2023 Author: Anita Thornton | [email protected]. Last modified: 2023-05-22 03:30
“When your child has made a mistake, he also needs to be heard without being judged, in order to be able to take his own responsibilities…” This is how Agnès Dutheil expresses herself in her book La positive psychology with children.

I completely agree with her. Because mistakes are the best way to learn. If we systematically bully (or worse) a child for each "misstep", a very relative notion, we expose ourselves to several consequences:
- lower self-esteem
- a crippling fear of failure for future initiative
- a temptation to lie and cover up “mistakes”
While the real speech, the one that contributes to the development of the child, is probably to offer him the possibility of repairing what he has done.
The art of adjusting
This notion of reparation is damn liberating and full of lessons! Liberating because it transforms a problem into solution(s). Rich in lessons because she learns the art of adjustment.
The brain needs mistakes tomake a large enough database to move forward by adjusting the trajectory. The data comes from the attempts and the results (or rather, from the interpretation of these results). Thus, the more you try, the more experience you accumulate and the closer you get to success.
An error is really an error when we stop at that error. To offer a possibility of repair is to invite the child to think about what has just happened and to “reason” to understand the workings of the following mechanism:
intention=> action=> consequence
In short, the repair option is essential for both children and parents (less stress and a more optimistic outlook on life).
How to help children learn from their mistakes?

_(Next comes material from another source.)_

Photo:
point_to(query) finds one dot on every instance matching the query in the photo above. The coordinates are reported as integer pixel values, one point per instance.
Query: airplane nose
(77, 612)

To begin with, let's keep calm in the face of children's mistakes. If we feel anger rising, let's isolate ourselves for a moment and take a deep breath while closing our eyes.
When you've calmed down, let's get closer and put ourselves on the same level as the child. Let us turn to him with kindness and empathy to connect.

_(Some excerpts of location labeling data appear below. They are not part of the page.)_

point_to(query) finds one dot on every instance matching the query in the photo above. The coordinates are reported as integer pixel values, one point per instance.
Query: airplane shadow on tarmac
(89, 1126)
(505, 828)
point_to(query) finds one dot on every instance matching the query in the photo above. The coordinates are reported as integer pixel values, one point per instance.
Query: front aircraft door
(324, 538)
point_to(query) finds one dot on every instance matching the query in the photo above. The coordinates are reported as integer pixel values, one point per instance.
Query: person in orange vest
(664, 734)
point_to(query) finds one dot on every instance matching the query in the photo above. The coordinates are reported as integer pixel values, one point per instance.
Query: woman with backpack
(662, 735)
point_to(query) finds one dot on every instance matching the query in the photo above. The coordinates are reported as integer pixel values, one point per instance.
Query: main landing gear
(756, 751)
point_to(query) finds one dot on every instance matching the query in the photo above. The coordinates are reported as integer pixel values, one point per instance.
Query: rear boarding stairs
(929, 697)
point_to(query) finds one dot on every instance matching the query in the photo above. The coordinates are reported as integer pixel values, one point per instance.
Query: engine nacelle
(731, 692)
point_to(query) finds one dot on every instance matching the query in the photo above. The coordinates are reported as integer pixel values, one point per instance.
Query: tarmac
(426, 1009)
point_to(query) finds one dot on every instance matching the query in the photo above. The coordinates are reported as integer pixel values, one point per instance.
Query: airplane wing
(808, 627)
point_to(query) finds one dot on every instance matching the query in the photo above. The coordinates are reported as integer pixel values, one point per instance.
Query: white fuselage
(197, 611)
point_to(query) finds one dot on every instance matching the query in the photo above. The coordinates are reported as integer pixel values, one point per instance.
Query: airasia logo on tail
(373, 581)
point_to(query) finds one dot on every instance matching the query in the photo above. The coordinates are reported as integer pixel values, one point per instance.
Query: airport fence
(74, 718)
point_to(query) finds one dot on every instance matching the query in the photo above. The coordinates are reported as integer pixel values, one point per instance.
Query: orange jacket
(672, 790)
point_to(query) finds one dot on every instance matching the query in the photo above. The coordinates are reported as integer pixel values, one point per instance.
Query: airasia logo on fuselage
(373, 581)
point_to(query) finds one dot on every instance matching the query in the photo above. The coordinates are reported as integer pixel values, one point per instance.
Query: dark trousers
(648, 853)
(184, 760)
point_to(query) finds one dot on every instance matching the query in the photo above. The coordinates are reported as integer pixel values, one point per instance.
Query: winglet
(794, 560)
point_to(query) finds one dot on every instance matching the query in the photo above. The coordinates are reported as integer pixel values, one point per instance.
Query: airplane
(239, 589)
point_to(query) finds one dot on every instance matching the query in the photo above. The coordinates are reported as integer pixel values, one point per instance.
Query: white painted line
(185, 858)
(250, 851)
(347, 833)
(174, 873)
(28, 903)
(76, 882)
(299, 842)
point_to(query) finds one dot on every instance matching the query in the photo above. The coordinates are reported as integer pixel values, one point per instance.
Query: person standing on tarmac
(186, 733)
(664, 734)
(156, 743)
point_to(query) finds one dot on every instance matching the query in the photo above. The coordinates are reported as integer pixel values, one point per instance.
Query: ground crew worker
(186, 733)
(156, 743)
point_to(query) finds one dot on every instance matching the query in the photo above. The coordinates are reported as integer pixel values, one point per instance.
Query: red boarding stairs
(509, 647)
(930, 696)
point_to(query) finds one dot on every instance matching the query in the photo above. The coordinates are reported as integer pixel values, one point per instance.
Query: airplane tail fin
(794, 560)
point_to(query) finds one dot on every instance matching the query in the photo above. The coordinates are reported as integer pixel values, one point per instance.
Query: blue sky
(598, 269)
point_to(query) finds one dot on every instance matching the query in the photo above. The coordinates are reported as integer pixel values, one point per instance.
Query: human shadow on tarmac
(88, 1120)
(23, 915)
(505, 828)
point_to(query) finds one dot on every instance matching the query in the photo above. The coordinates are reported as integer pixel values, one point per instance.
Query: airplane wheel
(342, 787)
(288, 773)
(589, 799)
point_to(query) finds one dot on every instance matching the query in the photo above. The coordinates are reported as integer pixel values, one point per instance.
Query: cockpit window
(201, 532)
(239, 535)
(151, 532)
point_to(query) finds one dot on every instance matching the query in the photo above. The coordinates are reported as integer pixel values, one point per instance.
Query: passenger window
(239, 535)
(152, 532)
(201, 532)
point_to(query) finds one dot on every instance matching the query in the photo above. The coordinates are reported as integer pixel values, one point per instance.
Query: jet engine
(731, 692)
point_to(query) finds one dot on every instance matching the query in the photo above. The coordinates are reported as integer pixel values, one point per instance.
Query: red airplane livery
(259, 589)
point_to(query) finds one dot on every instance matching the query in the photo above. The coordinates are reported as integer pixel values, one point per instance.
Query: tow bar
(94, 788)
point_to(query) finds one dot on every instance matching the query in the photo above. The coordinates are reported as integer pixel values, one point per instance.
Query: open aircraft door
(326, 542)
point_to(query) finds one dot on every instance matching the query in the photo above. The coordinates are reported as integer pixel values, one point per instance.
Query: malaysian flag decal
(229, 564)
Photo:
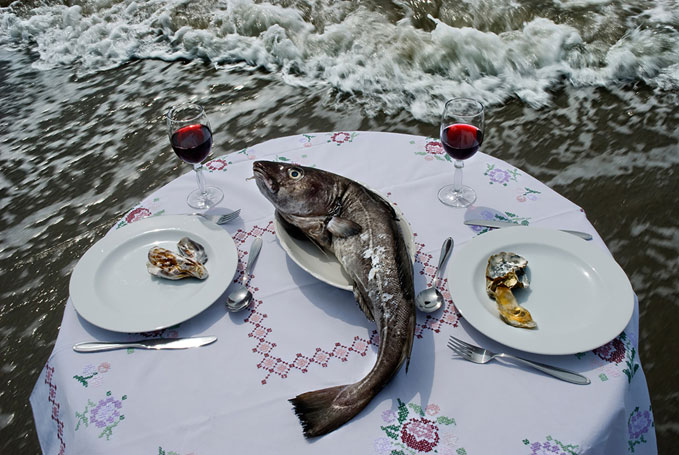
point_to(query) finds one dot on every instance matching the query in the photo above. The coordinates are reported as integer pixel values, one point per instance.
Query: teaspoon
(241, 297)
(430, 299)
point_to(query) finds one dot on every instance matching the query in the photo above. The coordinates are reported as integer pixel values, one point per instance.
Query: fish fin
(320, 411)
(294, 231)
(363, 302)
(408, 349)
(297, 233)
(343, 227)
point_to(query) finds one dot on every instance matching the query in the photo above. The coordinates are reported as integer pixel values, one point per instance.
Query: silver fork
(219, 219)
(480, 355)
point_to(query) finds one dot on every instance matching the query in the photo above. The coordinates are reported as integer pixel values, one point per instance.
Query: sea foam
(389, 60)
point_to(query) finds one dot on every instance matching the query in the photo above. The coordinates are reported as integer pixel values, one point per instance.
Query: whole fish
(361, 230)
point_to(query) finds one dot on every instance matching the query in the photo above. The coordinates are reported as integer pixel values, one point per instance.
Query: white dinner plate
(579, 296)
(111, 288)
(323, 265)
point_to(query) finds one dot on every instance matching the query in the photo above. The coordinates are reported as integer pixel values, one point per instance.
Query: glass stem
(201, 180)
(457, 179)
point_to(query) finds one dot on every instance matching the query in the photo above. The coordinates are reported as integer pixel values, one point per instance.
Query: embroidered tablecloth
(301, 334)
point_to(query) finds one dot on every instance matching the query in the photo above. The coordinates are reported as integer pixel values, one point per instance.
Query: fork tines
(228, 217)
(459, 346)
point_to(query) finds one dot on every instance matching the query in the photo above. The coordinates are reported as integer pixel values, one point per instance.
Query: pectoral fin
(342, 227)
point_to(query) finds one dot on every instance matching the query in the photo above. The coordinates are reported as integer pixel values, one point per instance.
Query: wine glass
(462, 126)
(191, 139)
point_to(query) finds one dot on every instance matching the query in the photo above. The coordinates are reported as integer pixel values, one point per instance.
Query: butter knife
(151, 343)
(501, 224)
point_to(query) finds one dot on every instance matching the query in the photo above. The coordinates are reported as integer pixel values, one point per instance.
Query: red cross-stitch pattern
(450, 315)
(261, 333)
(55, 408)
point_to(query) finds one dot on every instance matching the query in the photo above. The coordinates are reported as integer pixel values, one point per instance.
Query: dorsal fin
(363, 302)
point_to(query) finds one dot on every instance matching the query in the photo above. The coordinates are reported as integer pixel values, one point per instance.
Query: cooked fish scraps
(506, 271)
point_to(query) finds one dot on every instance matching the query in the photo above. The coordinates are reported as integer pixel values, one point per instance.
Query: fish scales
(362, 231)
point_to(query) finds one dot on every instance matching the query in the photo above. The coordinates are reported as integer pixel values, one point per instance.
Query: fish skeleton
(362, 231)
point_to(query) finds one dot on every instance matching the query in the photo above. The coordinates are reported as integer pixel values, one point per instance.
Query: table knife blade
(503, 224)
(151, 343)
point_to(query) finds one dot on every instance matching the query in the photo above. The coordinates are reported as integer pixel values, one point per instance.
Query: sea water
(582, 94)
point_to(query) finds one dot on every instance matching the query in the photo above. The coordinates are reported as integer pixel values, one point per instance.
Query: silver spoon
(241, 297)
(430, 299)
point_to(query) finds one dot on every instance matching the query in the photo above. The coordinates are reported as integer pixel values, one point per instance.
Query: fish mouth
(262, 177)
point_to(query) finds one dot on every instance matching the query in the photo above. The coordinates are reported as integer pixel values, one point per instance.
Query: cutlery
(219, 219)
(430, 299)
(501, 224)
(241, 297)
(480, 355)
(152, 343)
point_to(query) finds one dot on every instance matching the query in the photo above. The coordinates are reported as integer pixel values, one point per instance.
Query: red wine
(461, 141)
(192, 143)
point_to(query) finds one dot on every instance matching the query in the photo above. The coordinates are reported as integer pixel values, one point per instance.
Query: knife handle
(582, 235)
(559, 373)
(96, 346)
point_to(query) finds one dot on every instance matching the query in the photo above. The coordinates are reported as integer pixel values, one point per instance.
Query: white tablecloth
(301, 334)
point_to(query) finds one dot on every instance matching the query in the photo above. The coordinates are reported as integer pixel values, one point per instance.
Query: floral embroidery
(433, 149)
(55, 415)
(218, 164)
(103, 414)
(91, 375)
(342, 137)
(551, 447)
(638, 424)
(618, 351)
(614, 351)
(306, 140)
(500, 176)
(412, 430)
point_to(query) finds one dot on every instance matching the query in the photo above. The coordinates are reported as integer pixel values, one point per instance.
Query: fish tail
(323, 411)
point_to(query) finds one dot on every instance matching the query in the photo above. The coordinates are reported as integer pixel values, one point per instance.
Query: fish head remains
(298, 190)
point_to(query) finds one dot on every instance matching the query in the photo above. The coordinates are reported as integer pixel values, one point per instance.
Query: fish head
(298, 190)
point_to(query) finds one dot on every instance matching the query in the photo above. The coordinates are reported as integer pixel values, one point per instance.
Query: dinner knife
(151, 343)
(501, 224)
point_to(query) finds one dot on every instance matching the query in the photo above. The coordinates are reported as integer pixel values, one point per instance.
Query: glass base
(210, 198)
(463, 198)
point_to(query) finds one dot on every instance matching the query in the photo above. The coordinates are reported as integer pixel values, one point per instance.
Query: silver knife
(152, 343)
(501, 224)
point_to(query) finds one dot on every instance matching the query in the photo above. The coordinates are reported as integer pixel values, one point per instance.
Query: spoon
(241, 297)
(430, 299)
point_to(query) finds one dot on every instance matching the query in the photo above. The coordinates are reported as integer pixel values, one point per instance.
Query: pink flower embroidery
(434, 148)
(420, 435)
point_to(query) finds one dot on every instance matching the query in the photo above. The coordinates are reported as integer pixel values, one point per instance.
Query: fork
(219, 219)
(480, 355)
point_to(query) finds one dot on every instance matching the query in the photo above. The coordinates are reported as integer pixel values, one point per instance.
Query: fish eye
(295, 173)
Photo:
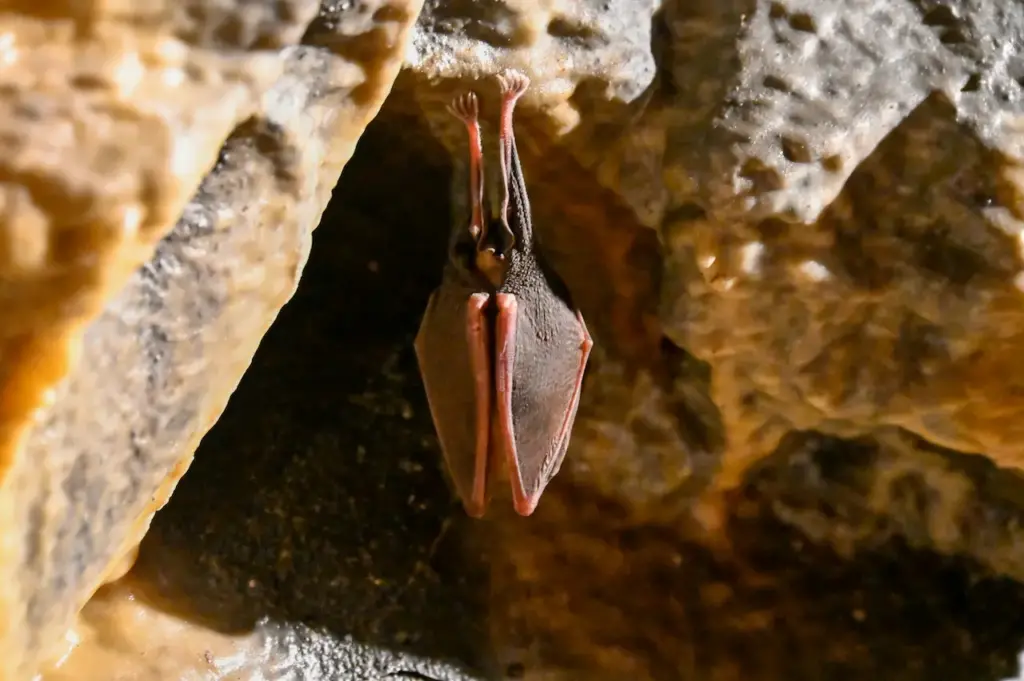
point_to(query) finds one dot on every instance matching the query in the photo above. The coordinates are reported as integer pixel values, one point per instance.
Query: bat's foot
(466, 108)
(513, 84)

Daniel Siegel recommends asking ourselves 3 questions to facilitate this temporization and this transition from reactive mode (impulsive) to receptive mode (empathic and helping):
1. Why did my child act like this?
2. What lesson is it desirable to pass on to him at this precise moment?
3. What's the best way to get the message across?
To get theanswers, let's ask him directly:
“What was your intention? What did you try to do? »
“How do you feel? »
« What did you learn? »
« How do you think to solve the problem/fix? »
« What happened? »« What do you need to fix? »
And let's help him visualize the situation by describing it without judging.
Finally, let's value the resolution with an “I” message:
“I'm glad to see that you understand. »« I'm glad you fixed it. »
To conclude, repair is a great vehicle for empowerment and fulfillment. What do you think?